Читатель скорее полюбит городок, в котором сможет узнать знакомые черты: чт; из того, что на смену гусарам с вениками под мышкой пришли солдаты с ремнями не по уставу, – книжные лавки так и не разбогатели за век крутых поворотов и всенародной литературы. Пышные дворцы и огромные парки с прудами, лебедями, статуями и павильонами при всей своей внешней разительности с убогим провинциальным миром ещё менее понятны завидущему глазу экскурсанта, чем нецеломудренные потуги соседа жить не хуже.
Потому почти сотню лет жалок голос одинокой музы – музы Гомера и Еврипида, Леконта де Лиля и Верлена, Гёте и Гейне. Мы изредка заглядываем к ней: хорошо ли ей там, в золотой усыпальнице классических книг? Мы помним пару фраз на латыни, а может быть, и того менее. Изредка позволяем себе спорить с тем, что совсем не ново: разве есть что-либо непреходящее в слезе ребёнка? – и совсем не спешим идти далее. Какое там! ведь мы всё ещё не разрешили спора о существовании Абсолютного и Неведомого и не знаем, в какого бога верить и верить ли вообще. Мы не принимаем тезисы простые и очевидные: пожар запада блистает в наших тусклых стёклах, – зато принимаем «бессонные споры, утро в завесах тёмных окна» (А. А. Блок). И только весна всё ещё раздражает и пьянит воспалённые взоры, простой очевидностью своей убеждая в незыблемости мира и богатстве мечты.


Май

Так нежно небо зацвело,
А майский день уж тихо тает,
И только тусклое стекло
Пожаром запада блистает.

К нему прильнув из полутьмы,
В минутном млеет позлащеньи
Тот мир, которым были мы…
Иль будем, в вечном превращеньи?

И разлучить не можешь глаз
Ты с пыльно-зыбкой позолотой,
Но в гамму вечера влилась
Она тоскующею нотой

Над миром, что, златим огнём,
Сейчас умрёт, не понимая,
Что счастье искрилось не в нём,
А в золотом обмане мая,

Что безвозвратно синева,
Его златившая, поблёкла…
Что только зарево едва
Коробит розовые стёкла.

 

Тьма бесчувственна, а её князь глух и слеп и сам отличить поэта для поэтов, паладина среди войска он не в силах. Десятки, сотни лиц и имён. Вий, а может, и Полифем, теряется в них, но только он опасен для паладина, окружённого магическим кругом друзей и молитв. Духи ада вслушиваются в царственные звуки, бешеные волки в кровожадном исступленье бродят по дорогам, но не могут причинить вреда тому, чьё оружие – свет, пугающий их пуще всего. Нечисть зовёт вия. Это страшное порождение косного мира, воплощение тьмы, этот незнакомец в чёрном укажет на того, кто напишет реквием на свою кончину. Но тьма бесчувственна, а её князь глух и слеп. Ему нужно поднять веки, поднять веки вию мирской славой носителя мысли великой. Паладину же достаточно тишины и уединения, чтобы равновременно служить Абсолютному. Однако однажды, будто на площади, он скажет слово, и оно зазвучит царственными звуками из полутьмы. Его обнаружат, о нём заговорят – поднимут веки вию, обрадуют Полифема, и орды нечисти растопчут рыцаря со всей яростью, на какую только способны.
Такова подлинная история Иннокентия Анненского.

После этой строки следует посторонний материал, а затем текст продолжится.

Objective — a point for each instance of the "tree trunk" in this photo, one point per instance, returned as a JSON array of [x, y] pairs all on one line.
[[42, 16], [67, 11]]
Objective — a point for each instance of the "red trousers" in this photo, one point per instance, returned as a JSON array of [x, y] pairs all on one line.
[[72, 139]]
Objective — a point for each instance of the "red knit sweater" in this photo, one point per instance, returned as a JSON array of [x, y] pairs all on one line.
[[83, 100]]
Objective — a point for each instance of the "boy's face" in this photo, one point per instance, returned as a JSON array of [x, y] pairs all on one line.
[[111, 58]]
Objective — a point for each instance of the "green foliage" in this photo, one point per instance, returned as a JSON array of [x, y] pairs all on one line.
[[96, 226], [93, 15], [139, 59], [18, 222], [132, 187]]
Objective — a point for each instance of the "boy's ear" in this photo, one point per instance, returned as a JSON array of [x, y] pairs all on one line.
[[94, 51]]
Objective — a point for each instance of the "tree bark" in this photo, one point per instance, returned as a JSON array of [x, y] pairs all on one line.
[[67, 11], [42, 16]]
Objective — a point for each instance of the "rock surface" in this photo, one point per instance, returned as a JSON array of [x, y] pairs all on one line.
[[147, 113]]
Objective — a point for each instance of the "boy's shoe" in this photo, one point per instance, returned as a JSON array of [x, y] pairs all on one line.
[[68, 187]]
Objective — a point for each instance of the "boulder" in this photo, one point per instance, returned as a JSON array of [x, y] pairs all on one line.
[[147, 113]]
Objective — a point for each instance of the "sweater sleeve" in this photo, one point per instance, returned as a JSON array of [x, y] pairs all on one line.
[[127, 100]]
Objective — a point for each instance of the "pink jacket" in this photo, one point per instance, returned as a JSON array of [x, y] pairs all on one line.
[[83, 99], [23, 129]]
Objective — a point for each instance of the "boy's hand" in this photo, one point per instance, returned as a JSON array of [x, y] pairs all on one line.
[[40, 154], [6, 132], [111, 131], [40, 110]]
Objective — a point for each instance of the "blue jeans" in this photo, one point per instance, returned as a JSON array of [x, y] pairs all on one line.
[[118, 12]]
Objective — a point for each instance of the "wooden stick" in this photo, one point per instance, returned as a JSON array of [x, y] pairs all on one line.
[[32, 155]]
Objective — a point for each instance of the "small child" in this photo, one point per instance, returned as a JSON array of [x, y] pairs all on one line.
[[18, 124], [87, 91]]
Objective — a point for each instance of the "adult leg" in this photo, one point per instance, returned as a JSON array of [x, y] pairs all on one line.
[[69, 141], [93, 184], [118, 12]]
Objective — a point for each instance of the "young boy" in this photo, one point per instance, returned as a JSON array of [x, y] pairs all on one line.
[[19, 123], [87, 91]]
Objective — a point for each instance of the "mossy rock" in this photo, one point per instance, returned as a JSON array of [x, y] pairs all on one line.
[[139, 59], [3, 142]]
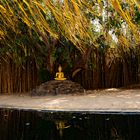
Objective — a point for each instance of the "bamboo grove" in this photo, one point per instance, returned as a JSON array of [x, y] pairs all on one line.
[[32, 29]]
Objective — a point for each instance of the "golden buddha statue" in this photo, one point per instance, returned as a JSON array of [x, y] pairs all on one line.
[[60, 74]]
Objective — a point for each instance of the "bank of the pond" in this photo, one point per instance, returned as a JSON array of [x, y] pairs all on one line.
[[109, 100]]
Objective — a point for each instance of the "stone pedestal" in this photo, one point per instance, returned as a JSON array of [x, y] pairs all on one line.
[[55, 87]]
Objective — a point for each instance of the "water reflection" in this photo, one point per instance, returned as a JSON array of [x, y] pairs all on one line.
[[33, 125]]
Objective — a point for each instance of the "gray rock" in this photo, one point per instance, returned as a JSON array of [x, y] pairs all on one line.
[[55, 87]]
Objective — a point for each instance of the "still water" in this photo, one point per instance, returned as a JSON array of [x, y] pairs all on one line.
[[41, 125]]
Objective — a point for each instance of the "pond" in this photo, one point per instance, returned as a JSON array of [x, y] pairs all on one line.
[[47, 125]]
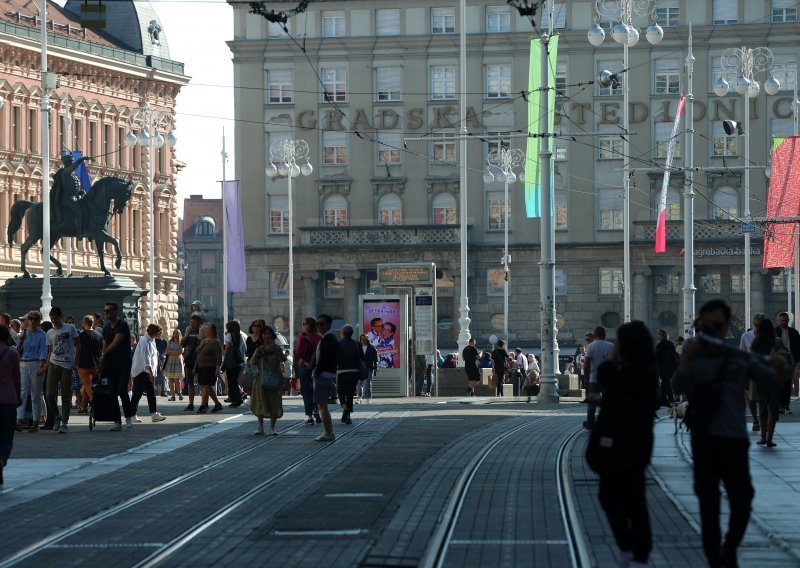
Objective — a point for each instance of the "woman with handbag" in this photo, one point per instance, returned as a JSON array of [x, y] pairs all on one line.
[[266, 399], [621, 442]]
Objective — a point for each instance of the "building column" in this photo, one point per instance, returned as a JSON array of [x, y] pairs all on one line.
[[641, 293], [309, 306], [757, 298], [351, 278]]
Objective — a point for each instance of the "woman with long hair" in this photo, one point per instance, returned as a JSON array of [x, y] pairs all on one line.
[[174, 366], [267, 402], [621, 442], [766, 343], [207, 364]]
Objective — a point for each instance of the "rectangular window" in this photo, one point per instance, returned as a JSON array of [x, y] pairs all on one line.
[[667, 12], [560, 204], [559, 16], [663, 132], [710, 282], [388, 83], [278, 285], [389, 145], [334, 148], [610, 209], [280, 86], [615, 88], [443, 82], [332, 23], [32, 138], [610, 281], [443, 20], [724, 145], [279, 215], [725, 12], [498, 210], [667, 283], [387, 21], [784, 11], [498, 19], [667, 77], [498, 81], [443, 147], [609, 145], [334, 79]]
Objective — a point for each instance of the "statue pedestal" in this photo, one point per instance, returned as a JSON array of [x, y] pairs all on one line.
[[77, 296]]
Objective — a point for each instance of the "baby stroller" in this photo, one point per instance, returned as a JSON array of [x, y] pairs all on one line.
[[104, 399]]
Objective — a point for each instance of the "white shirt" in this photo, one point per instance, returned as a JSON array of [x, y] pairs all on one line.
[[145, 358]]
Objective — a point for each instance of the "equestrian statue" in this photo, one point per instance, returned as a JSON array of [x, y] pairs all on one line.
[[73, 212]]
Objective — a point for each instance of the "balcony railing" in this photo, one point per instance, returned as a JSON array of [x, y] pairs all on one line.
[[704, 230], [403, 235]]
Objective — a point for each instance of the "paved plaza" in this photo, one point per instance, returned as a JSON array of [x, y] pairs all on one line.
[[413, 482]]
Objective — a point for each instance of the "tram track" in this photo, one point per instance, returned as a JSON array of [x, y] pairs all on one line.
[[165, 550]]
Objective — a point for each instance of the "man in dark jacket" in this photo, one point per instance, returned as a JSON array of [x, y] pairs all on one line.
[[324, 374], [791, 340], [666, 363]]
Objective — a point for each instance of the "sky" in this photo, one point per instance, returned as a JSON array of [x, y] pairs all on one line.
[[196, 31]]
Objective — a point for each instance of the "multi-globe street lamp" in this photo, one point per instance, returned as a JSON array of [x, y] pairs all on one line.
[[748, 63], [505, 161], [151, 138], [286, 154], [626, 33]]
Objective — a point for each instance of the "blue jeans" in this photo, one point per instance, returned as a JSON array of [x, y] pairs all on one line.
[[591, 410]]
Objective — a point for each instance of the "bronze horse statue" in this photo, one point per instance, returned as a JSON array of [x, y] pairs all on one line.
[[97, 215]]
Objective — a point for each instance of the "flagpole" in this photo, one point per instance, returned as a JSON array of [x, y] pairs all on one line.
[[224, 236]]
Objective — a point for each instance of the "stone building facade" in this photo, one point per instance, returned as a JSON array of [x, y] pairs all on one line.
[[103, 81], [391, 74]]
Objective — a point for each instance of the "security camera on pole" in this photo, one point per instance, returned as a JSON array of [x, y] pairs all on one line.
[[749, 63], [625, 33]]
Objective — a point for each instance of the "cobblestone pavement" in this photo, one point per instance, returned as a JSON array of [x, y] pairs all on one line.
[[413, 482]]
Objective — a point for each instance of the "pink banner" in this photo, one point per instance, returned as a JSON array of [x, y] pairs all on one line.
[[783, 200], [661, 228], [234, 238]]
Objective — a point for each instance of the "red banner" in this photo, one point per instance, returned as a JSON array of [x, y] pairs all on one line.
[[783, 200]]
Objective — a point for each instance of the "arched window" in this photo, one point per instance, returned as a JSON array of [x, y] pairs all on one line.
[[335, 211], [389, 209], [205, 227], [444, 209], [726, 203]]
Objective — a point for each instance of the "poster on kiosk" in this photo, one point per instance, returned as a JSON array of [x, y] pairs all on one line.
[[384, 319]]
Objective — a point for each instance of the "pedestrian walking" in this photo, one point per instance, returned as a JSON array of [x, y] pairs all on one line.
[[115, 363], [174, 366], [766, 343], [370, 358], [499, 366], [87, 357], [349, 362], [666, 362], [61, 343], [714, 376], [10, 396], [597, 352], [622, 440], [207, 364], [32, 366], [324, 375], [267, 401], [144, 369], [470, 357]]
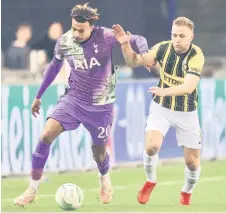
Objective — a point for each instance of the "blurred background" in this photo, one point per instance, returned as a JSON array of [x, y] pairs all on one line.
[[29, 32]]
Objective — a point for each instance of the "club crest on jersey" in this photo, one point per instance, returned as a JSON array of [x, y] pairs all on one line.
[[185, 65], [95, 47], [85, 64]]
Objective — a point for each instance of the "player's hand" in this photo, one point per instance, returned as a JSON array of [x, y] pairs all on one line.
[[121, 36], [157, 91], [35, 107], [148, 60]]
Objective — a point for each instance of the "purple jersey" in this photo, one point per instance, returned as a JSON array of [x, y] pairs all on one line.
[[92, 79]]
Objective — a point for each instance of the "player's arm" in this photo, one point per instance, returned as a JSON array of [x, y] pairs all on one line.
[[53, 69], [191, 80], [131, 57]]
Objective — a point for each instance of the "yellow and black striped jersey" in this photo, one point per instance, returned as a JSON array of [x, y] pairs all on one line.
[[173, 69]]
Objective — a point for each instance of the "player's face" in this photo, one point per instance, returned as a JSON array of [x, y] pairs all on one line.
[[81, 31], [182, 37]]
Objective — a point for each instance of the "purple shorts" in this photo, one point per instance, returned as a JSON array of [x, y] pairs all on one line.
[[70, 115]]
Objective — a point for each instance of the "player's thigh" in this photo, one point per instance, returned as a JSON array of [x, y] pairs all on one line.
[[153, 141], [99, 125], [66, 113], [51, 131], [158, 124], [192, 158], [188, 130]]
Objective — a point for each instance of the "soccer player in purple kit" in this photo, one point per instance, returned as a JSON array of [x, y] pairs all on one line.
[[89, 98]]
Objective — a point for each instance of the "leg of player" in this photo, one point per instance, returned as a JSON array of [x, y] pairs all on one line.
[[51, 131], [154, 141], [102, 159], [192, 174]]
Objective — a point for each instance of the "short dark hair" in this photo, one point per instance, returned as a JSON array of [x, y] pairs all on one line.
[[84, 13], [23, 25]]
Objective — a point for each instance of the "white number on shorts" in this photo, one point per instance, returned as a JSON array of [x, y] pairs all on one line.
[[104, 132]]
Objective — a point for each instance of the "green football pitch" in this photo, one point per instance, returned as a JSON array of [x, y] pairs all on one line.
[[209, 195]]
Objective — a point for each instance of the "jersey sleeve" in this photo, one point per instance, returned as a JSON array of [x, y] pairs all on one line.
[[195, 64], [110, 37], [58, 53], [155, 51]]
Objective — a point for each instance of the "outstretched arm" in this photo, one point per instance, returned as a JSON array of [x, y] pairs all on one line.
[[131, 57]]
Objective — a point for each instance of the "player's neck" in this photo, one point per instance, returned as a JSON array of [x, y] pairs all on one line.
[[184, 52], [91, 35]]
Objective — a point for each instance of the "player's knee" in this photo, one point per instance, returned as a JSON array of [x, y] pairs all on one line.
[[193, 164], [99, 157], [46, 136], [152, 149]]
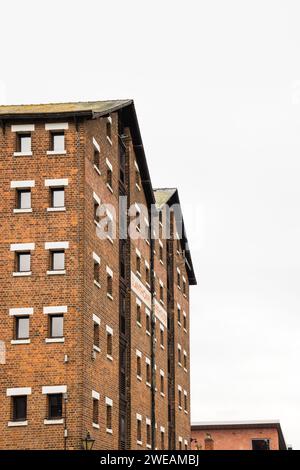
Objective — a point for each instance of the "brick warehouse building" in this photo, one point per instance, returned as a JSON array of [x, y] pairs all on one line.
[[94, 332]]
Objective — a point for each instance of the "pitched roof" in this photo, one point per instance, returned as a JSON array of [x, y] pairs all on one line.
[[170, 196], [77, 108]]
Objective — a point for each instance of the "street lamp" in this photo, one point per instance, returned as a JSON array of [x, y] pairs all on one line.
[[88, 442]]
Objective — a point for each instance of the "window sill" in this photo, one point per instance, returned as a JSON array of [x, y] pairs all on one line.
[[54, 340], [20, 341], [56, 152], [14, 424], [56, 209], [22, 274], [109, 187], [56, 273], [97, 169], [53, 421], [22, 211], [22, 154]]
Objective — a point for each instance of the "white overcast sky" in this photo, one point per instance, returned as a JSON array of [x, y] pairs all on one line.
[[217, 91]]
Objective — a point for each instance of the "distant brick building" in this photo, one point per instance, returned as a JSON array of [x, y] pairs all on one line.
[[248, 435], [94, 331]]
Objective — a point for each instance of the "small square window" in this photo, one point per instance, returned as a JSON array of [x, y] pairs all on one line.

«В связи с тем, что я писала статью “Последняя трагедия Анненского”, мне было необходимо поговорить об Ин<нокентии> Ф<ёдоровиче> с двумя людьми: с Пастернаком и с Мандельштамом.
С Пастерн<аком> я говорила осенью 1935 г., в ту ночь, когда я случайно попала к ним, в полном беспамятстве бродя по Москве. Борис Леонидович со свойственным ему красноречием ухватился за эту тему и категорически утверждал, что Анненский сыграл большую роль в его [жизни] творчестве. К сожалению, я не помню точно его слова – а импровизировать чужие речи никогда не буду.
С Осипом я говорила об Анненс<ком> несколько раз. И он говорил об Анненском с неизменным пиететом. Знала ли Анненского М. Цветаева, не знаю. Любовь и преклонение перед Учителем и в стихах и в прозе Гумилёва. Меж тем, как Бальмонт и Брюсов сами завершили ими же начатое (хотя ещё долго смущали провинциальных графоманов), дело Анненского ожило с страшной силой в следующем поколении. И, если бы он так рано не умер, мог бы видеть свои ливни, хлещущие на страницах книг Б. Пастернака, своё полузаумное “Деду Лиду ладили…” у Хлебникова, своего раешника (шарики) у Маяковского и т. д.
Я не хочу сказать этим, что все подражали ему. Но он шёл одновременно по стольким дорогам! Он нёс в себе столько нового, что все новаторы оказывались ему сродни. Те же два были фейерверками местного значения. Прошу не путать с Блоком, у которого тоже не было продолжателя и от которого ничто не пошло, но это надо сравнивать с судьбой Пушкина».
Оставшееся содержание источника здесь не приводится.